Not only do MSCs affect the host's immune system, but the host immune system also modulates the activity of MSCs (105–107). Exposure to interferon (IFN)-γ generally enhances the immunosuppressive action of MSCs while simultaneously increasing their HLA class I and II cell surface marker expression (94). However, low concentrations of both IFN-γ and TNF-α, can cause MSCs to become pro-inflammatory (94, 95). Furthermore, host-derived pro-inflammatory cytokines can impair the capability of MSCs to differentiate into bone, fat, and cartilage lineages [see (94)]. However, even after MSCs have differentiated into chondrocytes, they can exert immunosuppressive effects (108, 109).
MSCs are not all equal. Recent studies suggest that the tissue from which an MSC originates influences its immunomodulatory properties. Kim et al. compared the immunosuppressive properties of MSCs isolated from periodontal ligament, umbilical cord, and adipose tissue and determined that while they all similarly inhibited the proliferation and activation of PBMCs, UC-MSCs and to a lesser extent Ad-MSCs, secreted higher levels of immunosuppressive cytokines in response to IFN-γ (110). Furthermore, MSCs obtained from aged individuals possess reduced immunomodulatory properties compared to those from the young (111, 112). The tissue microenvironment into which MSCs migrate/are injected into also influences their immunosuppressive properties. MSCs located within an inflammatory microenvironment can suppress cytotoxic T cells (96, 113), induce T regulatory cells (114, 115), and stimulate macrophage polarization (116) (transition from an M1 to an M2 phenotype) thereby promoting an anti-inflammatory milieu.
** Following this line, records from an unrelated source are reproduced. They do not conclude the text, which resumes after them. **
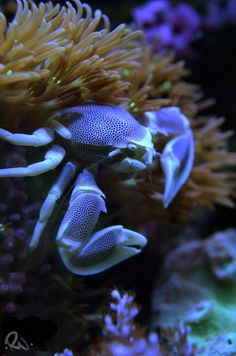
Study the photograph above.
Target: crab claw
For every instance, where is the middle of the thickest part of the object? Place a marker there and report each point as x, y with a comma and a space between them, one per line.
105, 249
84, 252
167, 121
177, 161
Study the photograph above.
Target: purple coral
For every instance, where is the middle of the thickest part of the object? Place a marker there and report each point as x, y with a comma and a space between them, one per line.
125, 312
122, 336
170, 27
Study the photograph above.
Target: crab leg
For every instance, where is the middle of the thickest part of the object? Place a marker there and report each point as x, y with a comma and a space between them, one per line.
53, 158
49, 204
40, 137
84, 252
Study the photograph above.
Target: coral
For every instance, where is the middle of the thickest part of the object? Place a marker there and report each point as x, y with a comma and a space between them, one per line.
190, 292
168, 27
53, 56
120, 335
60, 57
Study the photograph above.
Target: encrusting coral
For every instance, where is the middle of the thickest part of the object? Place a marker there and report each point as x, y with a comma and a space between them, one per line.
60, 56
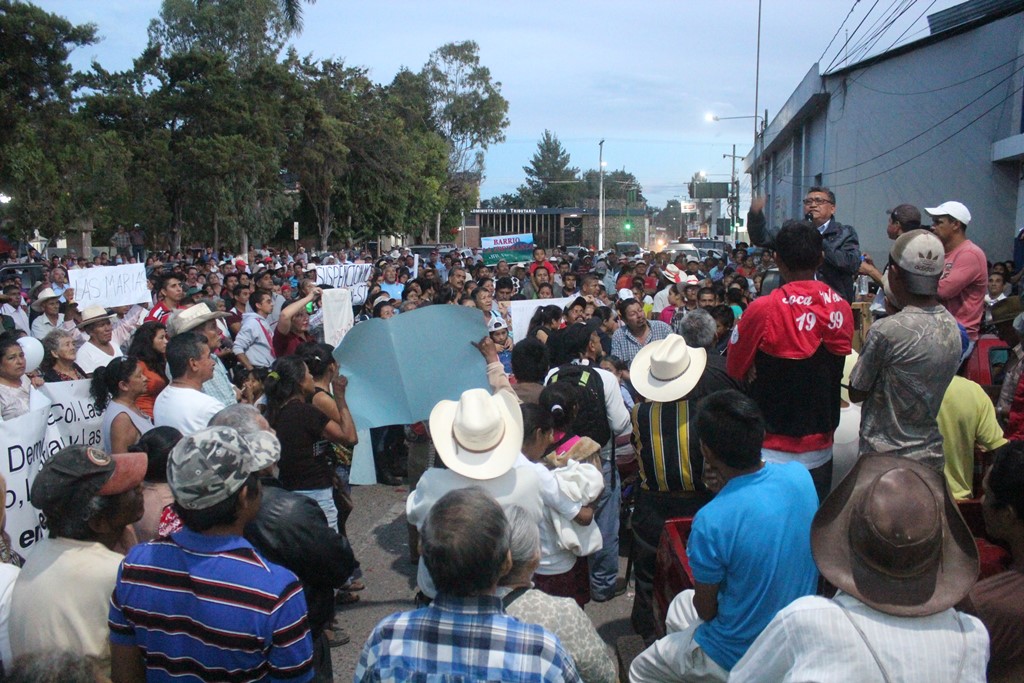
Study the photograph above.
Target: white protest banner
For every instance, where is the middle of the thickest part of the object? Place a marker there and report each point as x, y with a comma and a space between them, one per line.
110, 286
338, 317
353, 276
23, 442
64, 414
75, 420
521, 311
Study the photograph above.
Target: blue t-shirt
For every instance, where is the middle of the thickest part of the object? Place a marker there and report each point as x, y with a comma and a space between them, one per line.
754, 540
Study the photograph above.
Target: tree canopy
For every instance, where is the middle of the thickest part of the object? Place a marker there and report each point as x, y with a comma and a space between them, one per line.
217, 133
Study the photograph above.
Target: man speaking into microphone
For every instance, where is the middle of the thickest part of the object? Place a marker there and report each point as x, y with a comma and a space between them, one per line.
842, 248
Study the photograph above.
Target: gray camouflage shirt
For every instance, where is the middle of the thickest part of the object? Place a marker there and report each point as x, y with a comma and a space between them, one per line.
905, 366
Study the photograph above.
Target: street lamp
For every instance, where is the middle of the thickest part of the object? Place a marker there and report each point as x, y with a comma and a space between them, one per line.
713, 117
600, 193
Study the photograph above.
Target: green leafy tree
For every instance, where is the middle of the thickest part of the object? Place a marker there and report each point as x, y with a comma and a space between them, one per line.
290, 9
550, 179
246, 32
469, 112
317, 154
36, 97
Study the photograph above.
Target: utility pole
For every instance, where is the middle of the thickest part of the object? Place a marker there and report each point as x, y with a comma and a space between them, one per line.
734, 194
600, 200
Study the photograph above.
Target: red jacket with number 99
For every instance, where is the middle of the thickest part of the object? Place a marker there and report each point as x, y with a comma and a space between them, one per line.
791, 346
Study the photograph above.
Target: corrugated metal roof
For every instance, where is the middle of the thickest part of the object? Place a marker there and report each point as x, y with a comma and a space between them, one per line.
960, 18
970, 11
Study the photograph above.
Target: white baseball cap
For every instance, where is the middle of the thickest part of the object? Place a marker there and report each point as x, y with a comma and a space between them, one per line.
954, 209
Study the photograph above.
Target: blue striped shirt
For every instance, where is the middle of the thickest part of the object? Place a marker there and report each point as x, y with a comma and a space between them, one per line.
463, 639
211, 608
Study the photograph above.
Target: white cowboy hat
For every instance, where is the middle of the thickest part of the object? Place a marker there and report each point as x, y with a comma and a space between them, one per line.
192, 317
479, 435
94, 314
667, 370
42, 298
674, 273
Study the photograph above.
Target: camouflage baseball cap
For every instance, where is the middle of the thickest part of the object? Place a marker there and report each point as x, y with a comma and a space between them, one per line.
209, 467
265, 449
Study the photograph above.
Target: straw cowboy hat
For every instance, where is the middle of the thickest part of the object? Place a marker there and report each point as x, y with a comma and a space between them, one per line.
479, 435
42, 298
667, 370
673, 273
93, 314
192, 317
891, 536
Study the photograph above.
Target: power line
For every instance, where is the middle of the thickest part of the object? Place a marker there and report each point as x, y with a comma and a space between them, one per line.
933, 126
852, 7
885, 23
847, 42
925, 152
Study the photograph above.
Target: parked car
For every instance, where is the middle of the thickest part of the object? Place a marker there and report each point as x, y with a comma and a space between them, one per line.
710, 243
424, 250
684, 248
31, 273
628, 248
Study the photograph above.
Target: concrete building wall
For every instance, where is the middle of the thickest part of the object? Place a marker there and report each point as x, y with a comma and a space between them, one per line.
881, 138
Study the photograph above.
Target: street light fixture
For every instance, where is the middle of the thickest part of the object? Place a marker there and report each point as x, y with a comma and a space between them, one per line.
712, 117
600, 193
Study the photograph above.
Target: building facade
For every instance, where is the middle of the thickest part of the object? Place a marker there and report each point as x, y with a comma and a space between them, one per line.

Furthermore, a recent study demonstrated that MSCs exert antibacterial effects (117) indicating that MSCs possess an immune function independent of the host's immune system.
Results of Phase I and II Clinical Trials of MSCs for Frailty
Currently, there is no specifically approved treatment for frail patients and therefore no established standard of care. The ultimate goal of a therapeutic strategy for frailty is to lengthen the healthy lifespan and restore or maintain cognitive and physical functionality of patients. We conducted a phase I and a phase II clinical trial, CRATUS (NCT02065245), investigating the safety (primary outcome) and efficacy (secondary outcome) of an intravenous infusion of allogeneic bone marrow-derived MSCs as a novel therapy for treating patients experiencing mild to moderate frailty (56, 57, 75). Efficacy outcomes included physical performance, quality of life, and systemic inflammation.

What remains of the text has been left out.